Is Ortho Being Pulled Out of Alignment in the General Practice?

Other general dentists study orthodontics for other reasons. Ian Buckle, BDS, a general dentist based in Liverpool, England, initially referred out all of his patients who needed orthodontic treatment, “but maybe the patient would come back with the teeth not where you expected them to be. Or maybe the orthodontist had different goals for treatment. Often you wouldn’t get what you expected.” He says it was a craving for more control over the results that impelled him to take his first course in using aligner therapy about 12 years ago.

He went on to work with other systems and today approves of the trend of GPs getting involved with orthodontics. “There are a lot of very simple things that we can do in our daily practice. It not only creates another revenue stream for you and allows you to help more patients, but it also enables you to have better conversations with the orthodontist as well, because you have a much better understanding about what they’re able to do and what they can and can’t do.” But Buckle says “once you get past the simpler cases, you’ve got to make a decision: do I really want to get involved and develop an educational pathway that’s going to lead me to an in-depth knowledge about orthodontics? Or do I want to engage with an orthodontist that I can send those more complex cases to?” In his case, he says he wound up going full circle: finding an orthodontist who shares his goals and joined his practice. “As a result,” Buckle says, “I do less of it. I do some Invisalign cases, and obviously I supervise the orthodontic cases as the restorative dentist. But I’m more part of the team now.”

Buckle makes the case that doing simple alignment cases of the sort being done by most GPs is not actually taking business from orthodontists. “It’s almost too simple for them,” he says. Moreover, demand for orthodontic services is growing, with a record number of patients identified in the AAO’s 2014 “Economics of Orthodontics” survey. The share of adult US and Canadian patients has jumped to 27% (a 16% increase over the 2012 figures), and more men are seeking orthodontic treatment too—44% in the most recent survey, versus 30% in past years. Although competition for orthodontists has grown, “In general, orthodontists are doing fine,” says practice-management consultant Roger P. Levin, DDS, founder and CEO of the Levin Group.
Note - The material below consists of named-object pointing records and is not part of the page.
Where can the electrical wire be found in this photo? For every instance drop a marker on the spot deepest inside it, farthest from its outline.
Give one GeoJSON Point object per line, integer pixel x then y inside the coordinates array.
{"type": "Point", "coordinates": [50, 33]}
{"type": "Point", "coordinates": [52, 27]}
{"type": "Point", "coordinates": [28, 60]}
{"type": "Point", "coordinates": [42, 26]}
Shuman agrees. “Specialists are busier than they’ve ever been, and the reason why is that once the GPs are educated in any of the specialties, they’re smart about the cases they take on. For them, a patient and their family is a lifetime of treatment, whereas for a specialist, it’s one procedure or one treatment. So most GPs are going to take a look and say, ‘This is my comfort zone. This is what I feel comfortable doing,’ and once they’re outside that zone, they’ll refer to the specialist.”

The key, Shuman says, is that because the GPs now have more knowledge of different areas of dentistry, they’re doing more procedures, but they’re also referring out more. He says he saw this in in his own group practice he owned for 10 years where he provided orthodontic services. “I had five full-time hygienists and six GPs,” Shuman explains. “And back in the days when orthodontics was not on the GPs’ radar as much as it is today, patients would go into my practice’s hygiene room and orthodontics would be discussed maybe two out of 10 times.”

With the dawn of the aligner era, “now orthodontics might be looked at in nine out of 10 hygiene appointments… Ultimately, if you have a strong working relationship with your GP, you should get more referrals and be busier than you’ve ever been based on the fact that the GP is now looking at ortho every day. They may be doing more of it than ever before. But at the same time, they should be referring more of it than they ever have, too.”